When do we need to use AASM

I am searching AASM gem to apply my demo project but I am wondering when I really need to use it and use it in what case? What is advantages and disadvantages?

So if someone has experiences on it, could you tell me know.

Best regards,


Its a state management gem usually used in ecommerce . I’ve used them in healthcare products and social networking.

Ecommerce - Cart status : new , order_placed, :shipped, feedback_provided

Healthcare - Bed status : new, has_patient, :patiend_discharged, patient_billed

Social networking - Friendship , :friends, :request_sent, :request_accepted, :request_rejected,



Although I do see it work well in some cases, I also see state machine implemented badly in other cases. In particular, I find that it encourages an over-use an over-reliance on the callback hook pattern (in the context of AASM, attaching methods to specific transitions).

In smaller implementations it can work well, but as the complexity of domain logic grows it often breaks down and leads to difficult to debug code (and smelly code).

So with all things Rails, your mileage may vary. I would suggest reading up on DCI and thinking about how it might look to build an object (in the context of DCI, this is called a “context object”) that represented all the things the state transition does itself. For example, if you were going to ship a shipment, you would want to 1) change its state, 2) mark it shipped_at, 3) send an email, 4) etc, etc.
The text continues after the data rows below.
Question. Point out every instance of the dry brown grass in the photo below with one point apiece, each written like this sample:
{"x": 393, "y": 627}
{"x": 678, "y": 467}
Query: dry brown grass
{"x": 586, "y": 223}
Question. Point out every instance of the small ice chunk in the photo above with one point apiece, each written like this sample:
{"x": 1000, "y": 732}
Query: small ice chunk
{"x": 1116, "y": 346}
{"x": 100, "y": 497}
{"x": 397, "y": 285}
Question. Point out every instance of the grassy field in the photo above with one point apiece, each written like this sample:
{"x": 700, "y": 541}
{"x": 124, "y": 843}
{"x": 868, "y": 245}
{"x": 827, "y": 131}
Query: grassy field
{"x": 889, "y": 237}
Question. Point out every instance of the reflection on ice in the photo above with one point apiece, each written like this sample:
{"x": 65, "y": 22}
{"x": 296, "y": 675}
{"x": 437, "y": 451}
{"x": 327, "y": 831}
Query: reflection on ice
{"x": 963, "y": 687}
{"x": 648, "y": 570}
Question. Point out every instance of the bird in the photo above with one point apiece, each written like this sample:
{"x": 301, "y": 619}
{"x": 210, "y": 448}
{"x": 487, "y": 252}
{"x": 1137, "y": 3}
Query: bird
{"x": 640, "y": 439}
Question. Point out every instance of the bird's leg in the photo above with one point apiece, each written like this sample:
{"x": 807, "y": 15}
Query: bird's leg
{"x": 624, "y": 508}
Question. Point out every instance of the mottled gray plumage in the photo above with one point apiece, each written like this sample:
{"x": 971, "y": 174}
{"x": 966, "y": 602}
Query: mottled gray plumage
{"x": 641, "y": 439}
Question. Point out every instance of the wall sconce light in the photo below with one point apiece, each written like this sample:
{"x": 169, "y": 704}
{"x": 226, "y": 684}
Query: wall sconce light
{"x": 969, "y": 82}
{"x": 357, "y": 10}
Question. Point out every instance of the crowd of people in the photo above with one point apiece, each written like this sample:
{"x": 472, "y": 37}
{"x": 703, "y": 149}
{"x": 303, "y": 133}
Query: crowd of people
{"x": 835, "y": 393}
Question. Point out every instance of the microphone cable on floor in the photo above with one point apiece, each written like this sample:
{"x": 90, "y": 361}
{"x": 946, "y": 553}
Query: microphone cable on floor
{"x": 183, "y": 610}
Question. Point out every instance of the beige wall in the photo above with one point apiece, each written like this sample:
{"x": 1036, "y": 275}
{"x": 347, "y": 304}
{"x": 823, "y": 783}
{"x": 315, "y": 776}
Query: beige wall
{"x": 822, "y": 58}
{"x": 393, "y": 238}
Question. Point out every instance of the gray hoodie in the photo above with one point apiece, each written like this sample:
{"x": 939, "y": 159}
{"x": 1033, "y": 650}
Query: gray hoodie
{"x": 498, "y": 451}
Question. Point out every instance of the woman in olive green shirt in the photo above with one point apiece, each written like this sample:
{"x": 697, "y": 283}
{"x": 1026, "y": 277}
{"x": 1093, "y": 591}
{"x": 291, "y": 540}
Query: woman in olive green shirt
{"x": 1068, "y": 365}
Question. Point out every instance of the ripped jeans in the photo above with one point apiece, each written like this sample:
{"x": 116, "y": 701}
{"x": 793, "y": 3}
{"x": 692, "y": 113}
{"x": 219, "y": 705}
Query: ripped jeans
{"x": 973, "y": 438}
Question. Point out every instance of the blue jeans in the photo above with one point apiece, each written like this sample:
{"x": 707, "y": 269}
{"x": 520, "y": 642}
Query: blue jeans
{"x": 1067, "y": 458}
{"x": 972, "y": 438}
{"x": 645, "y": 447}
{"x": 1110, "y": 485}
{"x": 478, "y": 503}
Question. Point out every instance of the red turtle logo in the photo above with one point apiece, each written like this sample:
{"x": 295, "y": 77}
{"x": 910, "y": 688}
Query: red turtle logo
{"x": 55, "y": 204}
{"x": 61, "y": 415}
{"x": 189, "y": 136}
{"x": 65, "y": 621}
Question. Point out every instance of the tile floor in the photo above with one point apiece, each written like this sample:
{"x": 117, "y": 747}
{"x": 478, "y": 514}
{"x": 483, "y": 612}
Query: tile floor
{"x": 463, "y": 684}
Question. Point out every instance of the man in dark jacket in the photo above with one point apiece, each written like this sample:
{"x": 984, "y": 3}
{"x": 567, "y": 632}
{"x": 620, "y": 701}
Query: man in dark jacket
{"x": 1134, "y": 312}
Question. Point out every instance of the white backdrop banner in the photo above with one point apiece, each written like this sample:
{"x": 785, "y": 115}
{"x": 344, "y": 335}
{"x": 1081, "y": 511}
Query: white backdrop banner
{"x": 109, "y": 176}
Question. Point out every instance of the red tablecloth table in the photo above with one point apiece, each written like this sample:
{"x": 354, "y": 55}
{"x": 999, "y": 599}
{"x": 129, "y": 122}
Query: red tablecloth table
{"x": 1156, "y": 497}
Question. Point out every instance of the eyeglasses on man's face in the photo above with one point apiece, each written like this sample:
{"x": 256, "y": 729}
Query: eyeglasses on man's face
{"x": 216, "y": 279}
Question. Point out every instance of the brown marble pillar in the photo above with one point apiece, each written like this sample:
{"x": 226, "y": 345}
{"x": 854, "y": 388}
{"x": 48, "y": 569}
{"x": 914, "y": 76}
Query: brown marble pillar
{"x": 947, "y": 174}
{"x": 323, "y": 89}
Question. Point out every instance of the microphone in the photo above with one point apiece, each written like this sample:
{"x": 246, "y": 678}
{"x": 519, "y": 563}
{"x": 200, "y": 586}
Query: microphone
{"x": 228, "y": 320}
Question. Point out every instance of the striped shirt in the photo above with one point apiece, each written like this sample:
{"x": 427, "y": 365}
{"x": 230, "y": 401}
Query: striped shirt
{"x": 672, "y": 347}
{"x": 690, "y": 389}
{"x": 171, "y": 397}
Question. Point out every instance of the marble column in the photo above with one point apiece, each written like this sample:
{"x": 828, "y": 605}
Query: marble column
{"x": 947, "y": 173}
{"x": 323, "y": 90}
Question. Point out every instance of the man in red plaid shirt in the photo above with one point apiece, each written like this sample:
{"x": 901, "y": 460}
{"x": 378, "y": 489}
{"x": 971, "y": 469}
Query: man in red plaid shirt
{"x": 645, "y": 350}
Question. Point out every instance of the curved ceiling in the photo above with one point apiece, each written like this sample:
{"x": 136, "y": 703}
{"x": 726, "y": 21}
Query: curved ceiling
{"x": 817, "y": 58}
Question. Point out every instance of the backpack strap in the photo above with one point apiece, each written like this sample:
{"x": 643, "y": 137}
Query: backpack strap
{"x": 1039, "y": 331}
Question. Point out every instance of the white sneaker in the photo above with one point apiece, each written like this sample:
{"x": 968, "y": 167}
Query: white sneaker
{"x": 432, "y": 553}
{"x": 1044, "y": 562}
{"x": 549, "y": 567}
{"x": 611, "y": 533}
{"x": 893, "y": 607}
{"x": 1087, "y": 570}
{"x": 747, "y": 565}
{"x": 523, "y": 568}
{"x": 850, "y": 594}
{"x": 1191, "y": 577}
The idea behind DCI is that we consider the transition itself to be domain knowledge and give it a first-order class (although certainly not an Activerecord object) in our app. That’s the basic gist of it. It is also possible to use a state machine pattern alongside DCI or DCI-like patterns. I think the questions is, how much do you use State machine and how much do you rely on attaching hooks to your transitions.